To a significant degree, the industry’s influence is enabled by the specific nature of cows’ milk protein allergy. Whereas some cows’ milk protein allergies are Immunoglobin E (IgE) mediated — like what we think of with peanut or bee sting allergies — others are less obvious and appear more as a food sensitivity. And since the only way to confirm a non-IgE cows’ milk protein allergy is for a baby to completely switch to a substitute before re-testing their tolerance, the baby formula industry benefits from creating and sponsoring guidelines that are more generous in the use of milk substitutes. In the service of these guidelines, the industry overstates the importance of stopping breastfeeding during this process.

“The basic research that provides the evidence that an infant can get a serious allergy through allergens in breastmilk is really really weak,” says van Tulleken. “We have a profusion of guidelines and educational programs for patients and doctors with so little investment in understanding the science of what is going on.”

And while the industry’s involvement in shaping healthcare policies may sound obviously detrimental to the health of children, the bias involved in conflicts of interest is often subtle.
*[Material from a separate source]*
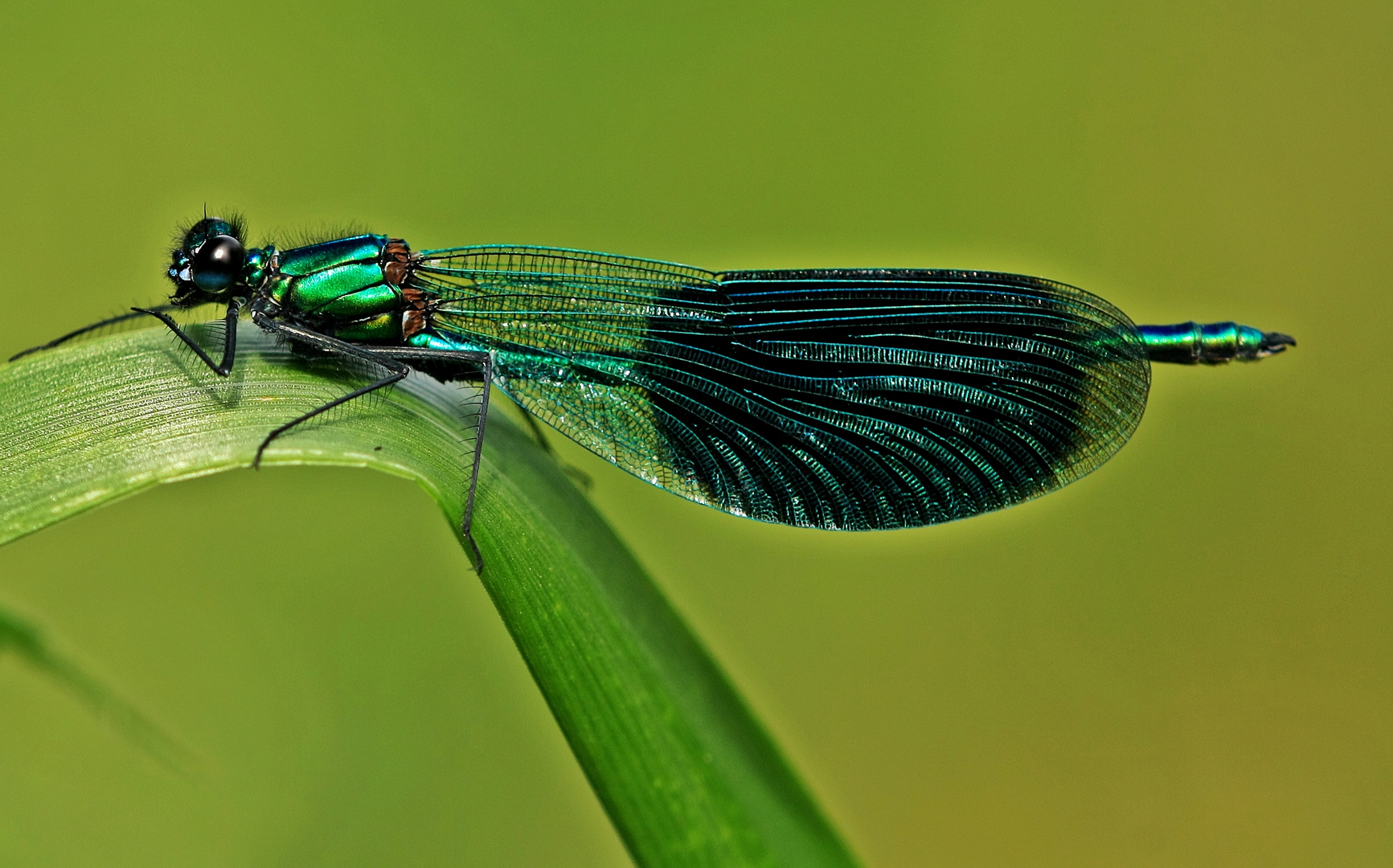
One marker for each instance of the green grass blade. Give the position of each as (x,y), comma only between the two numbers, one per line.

In the video above, for instance, Dr. Rosie Hague presented on how to diagnose and treat cows’ milk allergy, and at the very beginning of her lecture, she discloses that she receives funding from the industry.

“I hope that that doesn’t influence anything that I say, but you should know that,” she said. And while it’s possible that funding sources don’t influence how doctors treat patients, the truth is that they often do — whether it’s subtly, as in tobacco industry-sponsored research finding fruity vape flavors are a problem, or explicitly, as in the case of pharmaceutical company INSYS Therapeutics paying doctors to overprescribe fentanyl.

Moving forward, van Tulleken hopes to get the WHO Code “enshrined in law” to prevent the kind of industry influence that has pervaded, as well as making conflict of interest declarations mandatory for doctors.